Psoriasis is a skin disorder where there the surface of the skin becomes itchy and dry. It may affect small areas of the skin (such as the elbows) or very large areas.   Normally the patches appear silvery in color and feel dry to the touch.  Treatments for this condition prevent the accumulation of the silvery scale and irritation of the skin.  Psoriasis is considered to be an autoimmune condition, and it may be treated by a variety of medications and treatments, including steroid cream, UV light, and immune modulatory medications such as Humira (adalimumab).

There are other conditions that cause itchy and dry skin. These include eczema, dermatitis, and lichen planus.

Some people with psoriasis develop arthritis, which causes joint pain, stiffness and swelling. This is called psoriatic arthritis.

Delusions of Parasitosis

People may develop a condition described as having fibers or parasites live in skin.  Sometimes it is simply the sensation that these exist.  People may develop symptoms of crawling, biting, itching or other reactions to fibers or small bugs.

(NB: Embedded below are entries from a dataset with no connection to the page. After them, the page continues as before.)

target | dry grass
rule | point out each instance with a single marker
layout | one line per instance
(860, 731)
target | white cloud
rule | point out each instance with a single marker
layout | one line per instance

They may be able to show proof of this by carrying a small collection of these fibers or mites.  When the evidence shows that there is no infestation, the diagnosis is delusions of parasitosis (also known as Morgellons syndrome).

In this situation it is important to address the possibility that people with these symptoms may be correct.  Examination of their skin and the evidence they provide should give the diagnosis.  People who genuinely have mites on their skin (such as scabies) can be treated effectively.  People who do not show evidence of infestation may improve with counseling or medications that suppress their sensation, such as risperidone.

The prognosis for this condition is favorable.  Some people improve with a thorough examination and discussion.